NASA Scientist Says Climate Change Means More Intense Hurricanes
Climate change could impact the strength of hurricanes in the Atlantic. That’s according to Senior NASA Scientist Timothy Hall, who spoke Wednesday during a webinar hosted by ReThink Energy Florida, an environmental advocacy group.
Hall says warming ocean waters may not increase the frequency of hurricanes, but the number of intense hurricanes like 2017’s Irma and Harvey could go up.
“We used to say in this business about a decade ago when people asked, ‘does climate change and the warming climate, did it have some role in some particular intense event?’ And we used to say, ‘well you can never attribute any particular event to warming, you have to look at long term trends.’ Now, we just say ‘Yes!’ Because, we now have the tools to really be hard-nosed and estimate the fraction of this extreme event that is due to climate change.”
Hall and the National Oceanic and Atmospheric Administration say 2018 is shaping up to be an average to above-average hurricane season. But Hall adds even average hurricane seasons can bring devastating weather to coastal regions.
And the Tampa Bay area could be squarely in a storm's sites. Hall referenced a study from a Boston-based catastrophe modeling firm.

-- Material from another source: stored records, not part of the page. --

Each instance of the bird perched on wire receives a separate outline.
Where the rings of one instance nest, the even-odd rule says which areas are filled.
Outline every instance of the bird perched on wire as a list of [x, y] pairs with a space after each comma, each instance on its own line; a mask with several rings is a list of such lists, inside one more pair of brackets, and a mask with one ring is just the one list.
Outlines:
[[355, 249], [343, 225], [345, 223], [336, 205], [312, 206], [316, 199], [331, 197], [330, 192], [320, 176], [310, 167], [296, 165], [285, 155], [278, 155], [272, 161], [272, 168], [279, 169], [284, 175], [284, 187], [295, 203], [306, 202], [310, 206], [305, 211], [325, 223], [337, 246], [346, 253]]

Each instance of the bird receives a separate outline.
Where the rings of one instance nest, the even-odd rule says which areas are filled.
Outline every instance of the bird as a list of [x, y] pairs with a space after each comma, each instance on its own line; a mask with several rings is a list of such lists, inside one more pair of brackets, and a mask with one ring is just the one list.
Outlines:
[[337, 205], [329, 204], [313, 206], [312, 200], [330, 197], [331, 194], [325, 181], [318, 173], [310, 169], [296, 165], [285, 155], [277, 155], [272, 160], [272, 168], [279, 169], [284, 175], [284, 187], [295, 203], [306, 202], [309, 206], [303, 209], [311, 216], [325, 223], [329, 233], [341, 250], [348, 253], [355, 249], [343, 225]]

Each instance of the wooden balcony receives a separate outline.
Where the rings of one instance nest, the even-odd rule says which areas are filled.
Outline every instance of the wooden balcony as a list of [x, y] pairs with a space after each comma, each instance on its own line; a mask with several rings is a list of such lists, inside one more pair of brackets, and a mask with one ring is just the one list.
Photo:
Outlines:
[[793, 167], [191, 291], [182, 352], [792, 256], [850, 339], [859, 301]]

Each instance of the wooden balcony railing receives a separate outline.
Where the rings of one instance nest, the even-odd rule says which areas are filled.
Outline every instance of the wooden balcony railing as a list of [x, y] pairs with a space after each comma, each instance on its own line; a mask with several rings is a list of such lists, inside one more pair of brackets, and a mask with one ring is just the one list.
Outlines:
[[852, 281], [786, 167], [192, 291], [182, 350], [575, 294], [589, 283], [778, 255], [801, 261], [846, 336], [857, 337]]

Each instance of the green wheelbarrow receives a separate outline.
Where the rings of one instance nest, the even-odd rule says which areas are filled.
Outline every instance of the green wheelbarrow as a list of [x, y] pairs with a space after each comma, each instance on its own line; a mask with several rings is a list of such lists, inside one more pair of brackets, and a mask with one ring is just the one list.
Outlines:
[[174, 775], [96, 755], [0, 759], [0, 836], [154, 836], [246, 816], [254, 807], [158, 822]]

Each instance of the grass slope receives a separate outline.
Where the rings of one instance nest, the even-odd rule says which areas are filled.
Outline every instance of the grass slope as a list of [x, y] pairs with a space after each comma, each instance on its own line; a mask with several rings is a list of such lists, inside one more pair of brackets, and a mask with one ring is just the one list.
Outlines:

"Karen Clark and Company estimated that the hundred-year surge flood in Tampa - that's the flood that has one percent probability per year of happening - was about 10 feet, and that the damage would be around $175 billion," he said. "Maybe that damage is not surprising, since about 50 percent of the population of Tampa lives below 10 feet."
And that's without rising sea levels. Hall said you could add another 10 feet on top of that surge if levels continue to rise.